Revolutions begin in righteous idealism but too often end in absolute horror. Lots of nice ideas get bandied about, but in the end most things get worse and very little gets better. The essential contradiction, the crux of the matter is that revolutions may entail the highest aspirations of the human spirit for freedom, dignity, and fairness, but when they involve war, everybody loses. The costs exceed the benefits every time.
I have always come down on the side of the revolutionaries. My mother taught me to wear the Ban the Bomb symbol in 1960, and I have been 110% radical left counterculture ever since. But revolution, to old armchair-traveling peaceniks such as me, is just a word. What is it like in reality?
A book about the role of oil in World War I made me shudder at the number of oil tankers that were sunk intentionally, by Japanese, British, Germans, and Americans alike. A history of the Crimean War mentioned that countless animals died of abuse during that conflict. It made me think, of the many terrible things that humans do, war is the worst. War combines murder, torture, violence, rape, environmental destruction, and animal abuse -- all the worst things, all at the same time, nonstop, every day, on an inconceivable scale.
Look at the French revolution – revolutionaries killed the king, and then they killed each other until Napoleon was able to take advantage of the power vacuum and make himself dictator. Then he led France in wars from one end of Europe to the other. In the name of fraternity and liberty and equality, hundreds of thousands of people died after which France went back to being a monarchy again. Not much got better for the average citizen.
The much-touted American Revolution, as Howard Zinn has taught us, merely substituted one group of rich white Anglo-Saxon Protestant males for another. Two hundred and thirty-six years later we still have taxation without representation, and grievous oppression by rich white Anglo-Saxon Protestant male bankers.
In the Mexican Revolution all the revolutionaries eventually died in action or else killed each other. Then the bad guys promptly returned to business as usual. It may have started as a true revolution of The People, but it degenerated into a slaughter for the spoils of power. The reality of revolution is two or three groups of thugs fight it out while all the goodhearted people cower in their basements and watch their idealistic fantasies crumble.
The long-slumbering masses of Russia awakened in 1917 and demanded freedom from the Tsar. Their reward was civil war, invasion, starvation, epidemics, and national humiliation under Lenin, and then Gulag, purges, oppression, pollution and starvation under Stalin. Now in 2012 they have hyper-capitalism and an authoritarian dictator. Was the revolution worth it?
Tens of millions died under Mao, and now China is a hyper-capitalist state with little freedom, an arbitrary authoritarian government, and horrendous economic inequality. Who won that revolution? It certainly wasn’t The People.
The people of Iran banded together in 1979 in an extraordinary and deeply touching national movement to shake off the dictatorship of the hated Shah and achieve freedom and dignity.

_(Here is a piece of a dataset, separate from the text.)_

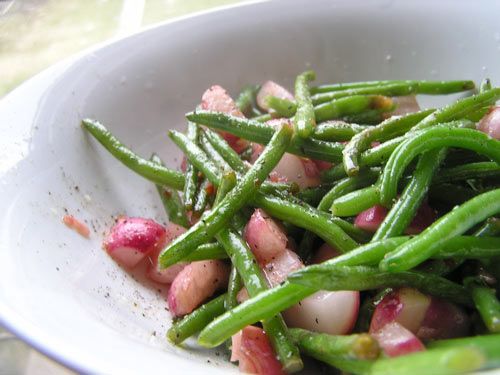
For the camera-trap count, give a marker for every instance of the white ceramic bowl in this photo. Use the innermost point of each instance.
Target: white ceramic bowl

But as soon as the Shah went down, the extreme Islamists took over the people’s revolution and imposed a theocracy that most of the citizens did not want, and Iran remains an undemocratic theocracy to this day.
When warfare is used as a means to revolutionary ends, it’s even worse. After a few hundred thousand are dead and armies have laid waste to the countryside, the new society ends up being as bad as the old. How do you defeat the Old Warlords to win your revolution? You must create New Warlords who are even more bloodthirsty and fearsome! And before you know it, the New Warlords have hijacked your revolution and the people have just exchanged one group of oppressors for another.

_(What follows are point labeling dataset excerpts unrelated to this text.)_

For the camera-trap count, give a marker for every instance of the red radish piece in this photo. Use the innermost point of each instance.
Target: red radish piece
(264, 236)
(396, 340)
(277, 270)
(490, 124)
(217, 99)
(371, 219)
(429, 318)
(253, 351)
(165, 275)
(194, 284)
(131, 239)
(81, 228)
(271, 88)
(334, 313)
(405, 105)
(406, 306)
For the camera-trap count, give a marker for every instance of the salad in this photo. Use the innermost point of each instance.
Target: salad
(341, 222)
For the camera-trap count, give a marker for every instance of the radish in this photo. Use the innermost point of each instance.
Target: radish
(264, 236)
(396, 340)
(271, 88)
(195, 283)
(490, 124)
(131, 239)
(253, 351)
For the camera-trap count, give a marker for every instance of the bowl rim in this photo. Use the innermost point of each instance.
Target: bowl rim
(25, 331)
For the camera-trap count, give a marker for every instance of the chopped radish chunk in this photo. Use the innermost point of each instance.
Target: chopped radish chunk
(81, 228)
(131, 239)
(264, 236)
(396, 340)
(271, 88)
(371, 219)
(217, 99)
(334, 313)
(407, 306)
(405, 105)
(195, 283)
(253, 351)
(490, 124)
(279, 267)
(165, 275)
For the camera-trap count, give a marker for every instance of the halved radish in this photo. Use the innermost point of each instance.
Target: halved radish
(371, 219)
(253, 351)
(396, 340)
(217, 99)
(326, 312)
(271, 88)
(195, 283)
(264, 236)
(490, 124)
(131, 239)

The downtrodden of Syria heard about an “Arab Spring” and they were inspired with dreams of a better future. What have they gotten so far? The army has slaughtered something like 14,000 civilians, and now outside parties are arming all sides for full-scale civil war, maybe even a proxy war involving America, Europe, Russia, and Israel. That’s just great for the aspirations of the Syrian people, isn’t it?

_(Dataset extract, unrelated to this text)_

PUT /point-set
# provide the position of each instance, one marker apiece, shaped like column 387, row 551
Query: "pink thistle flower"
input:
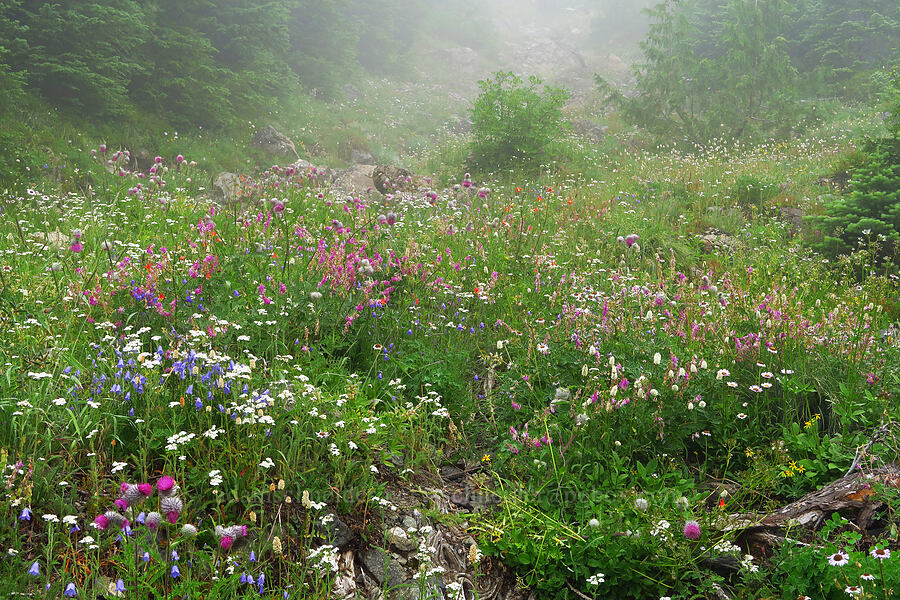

Think of Egyptians, who saw their much-touted “democracy” descend into an unbearable choice between Muslim Brotherhood theocracy versus a return to business as usual under Generals who were cronies of the old dictator. What did their revolution bring them besides chaos and the real possibility of civil war? While rich males quarrel over wealth and power and religion, poor people, women, animals, and the environment pay the price. All humans dream of a better life, but no one seems to know how to lead us there.